Rudrabha / Wav2Lip

This repository contains the codes of "A Lip Sync Expert Is All You Need for Speech to Lip Generation In the Wild", published at ACM Multimedia 2020. For HD commercial model, please try out Sync Labs
https://synclabs.so
10.18k stars 2.19k forks source link

Why do I use this model(wav2lip_gan_base.pth) to generate a video with a mask on it, which makes it unclear? #222

Closed iamchenxin-coder closed 3 years ago

iamchenxin-coder commented 3 years ago

Hello, I use this model to input the video generated by picture 1. I feel that there is a layer of mask on it, which is not clear. What's the matter? How can I remove it?sorry,the video can't be uploaded

prajwalkr commented 3 years ago

Sorry, I do not understand your question. What mask are you talking about? what is the picture 1?
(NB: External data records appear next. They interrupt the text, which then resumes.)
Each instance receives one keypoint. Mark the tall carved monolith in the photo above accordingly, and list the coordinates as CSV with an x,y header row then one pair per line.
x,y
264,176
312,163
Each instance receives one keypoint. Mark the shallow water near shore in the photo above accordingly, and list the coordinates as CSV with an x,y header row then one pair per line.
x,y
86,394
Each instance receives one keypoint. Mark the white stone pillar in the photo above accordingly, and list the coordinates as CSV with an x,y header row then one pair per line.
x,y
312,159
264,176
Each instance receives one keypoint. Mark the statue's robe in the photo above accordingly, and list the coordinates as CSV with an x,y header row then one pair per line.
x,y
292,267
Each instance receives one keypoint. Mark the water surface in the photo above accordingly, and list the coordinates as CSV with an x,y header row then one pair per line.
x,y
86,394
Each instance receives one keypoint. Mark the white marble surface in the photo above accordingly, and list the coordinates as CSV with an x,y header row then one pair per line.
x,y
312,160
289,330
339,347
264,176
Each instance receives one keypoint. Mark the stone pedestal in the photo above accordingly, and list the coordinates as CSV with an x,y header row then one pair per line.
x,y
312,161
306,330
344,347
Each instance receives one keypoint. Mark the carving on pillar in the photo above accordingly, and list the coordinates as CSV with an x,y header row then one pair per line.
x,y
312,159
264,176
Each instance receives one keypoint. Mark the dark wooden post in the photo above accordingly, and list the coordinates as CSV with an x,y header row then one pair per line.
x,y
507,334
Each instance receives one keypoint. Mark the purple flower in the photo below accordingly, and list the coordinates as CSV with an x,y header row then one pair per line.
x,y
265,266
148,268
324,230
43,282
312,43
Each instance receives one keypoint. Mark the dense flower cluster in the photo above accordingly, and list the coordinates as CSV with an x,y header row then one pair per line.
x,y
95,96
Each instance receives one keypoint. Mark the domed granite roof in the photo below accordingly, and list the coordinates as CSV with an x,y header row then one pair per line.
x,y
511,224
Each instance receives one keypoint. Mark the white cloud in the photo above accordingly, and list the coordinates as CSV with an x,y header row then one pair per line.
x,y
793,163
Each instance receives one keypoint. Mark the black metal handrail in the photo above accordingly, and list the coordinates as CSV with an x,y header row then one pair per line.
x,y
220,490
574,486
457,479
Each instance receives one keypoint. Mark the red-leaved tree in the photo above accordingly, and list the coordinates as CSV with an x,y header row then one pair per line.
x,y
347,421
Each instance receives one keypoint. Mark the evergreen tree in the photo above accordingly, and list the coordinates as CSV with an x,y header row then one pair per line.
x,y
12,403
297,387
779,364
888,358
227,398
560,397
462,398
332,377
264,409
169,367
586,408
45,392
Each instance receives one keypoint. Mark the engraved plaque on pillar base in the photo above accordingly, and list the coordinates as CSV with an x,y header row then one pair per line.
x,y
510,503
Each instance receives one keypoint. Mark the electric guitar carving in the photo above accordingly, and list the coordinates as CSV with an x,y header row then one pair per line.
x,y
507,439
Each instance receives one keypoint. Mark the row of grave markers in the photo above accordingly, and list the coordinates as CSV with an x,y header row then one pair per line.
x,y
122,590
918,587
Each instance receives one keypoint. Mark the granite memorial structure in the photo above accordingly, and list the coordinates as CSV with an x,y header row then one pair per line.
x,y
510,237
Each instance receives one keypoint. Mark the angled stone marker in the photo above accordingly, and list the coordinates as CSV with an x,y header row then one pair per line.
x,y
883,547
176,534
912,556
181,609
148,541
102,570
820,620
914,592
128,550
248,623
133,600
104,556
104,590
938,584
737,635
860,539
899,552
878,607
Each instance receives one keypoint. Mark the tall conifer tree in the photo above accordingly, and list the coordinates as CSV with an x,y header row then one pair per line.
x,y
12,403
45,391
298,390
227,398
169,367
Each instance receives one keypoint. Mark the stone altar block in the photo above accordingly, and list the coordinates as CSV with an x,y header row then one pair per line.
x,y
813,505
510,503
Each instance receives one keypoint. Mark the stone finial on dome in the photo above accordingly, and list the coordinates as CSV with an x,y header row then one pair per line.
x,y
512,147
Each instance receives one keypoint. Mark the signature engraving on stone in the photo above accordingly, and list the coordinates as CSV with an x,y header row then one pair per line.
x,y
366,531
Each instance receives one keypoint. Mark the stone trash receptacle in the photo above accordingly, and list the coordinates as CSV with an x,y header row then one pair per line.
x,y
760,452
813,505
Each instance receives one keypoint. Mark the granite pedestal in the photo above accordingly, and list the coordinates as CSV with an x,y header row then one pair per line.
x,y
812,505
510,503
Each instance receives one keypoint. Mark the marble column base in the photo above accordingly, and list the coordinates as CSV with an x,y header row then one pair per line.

iamchenxin-coder commented 3 years ago

Hello @prajwalkr, because my computer can't upload pictures with too much memory, I will reduce the image of the generated video and send it to you for a look. This picture is generated by wav2lip + Gan, but there is a layer of mask on it, which makes the whole video unclear,Especially when the size of the input image is large, the resolution of the generated video is higher, and the mask is more obvious. I especially want to know how to remove the mask. video_with_mask

The documents of the project are in operation inference.pyimage image image

Finally, I found this code in the function datagen, which can adjust the color level of the facial mask in the generated video. I don't know how to adjust img_masked value to get an invisible video effect,help tell me how to adjust here. The code of the red box in the following picture is added by myself. I want to see the effect of modifying this value. image

The generated video frame is shown in the figure below: generate_video_pic_img_mask=0

Rudrabha commented 3 years ago

We concatenate a reference frame (from any random time step) and the GT frame with the lower half masked (during training). This is to provide the model with the target head pose information without leaking the lip shape (GT frame contains the GT lip shape). During inference at any time step, we concatenate the lower half masked frame with itself. This is the masking step you find in this line. I think the face detection failed for this particular example. Probably the face was detected above the real face, and the lower half mask meant that the forehead region was masked out.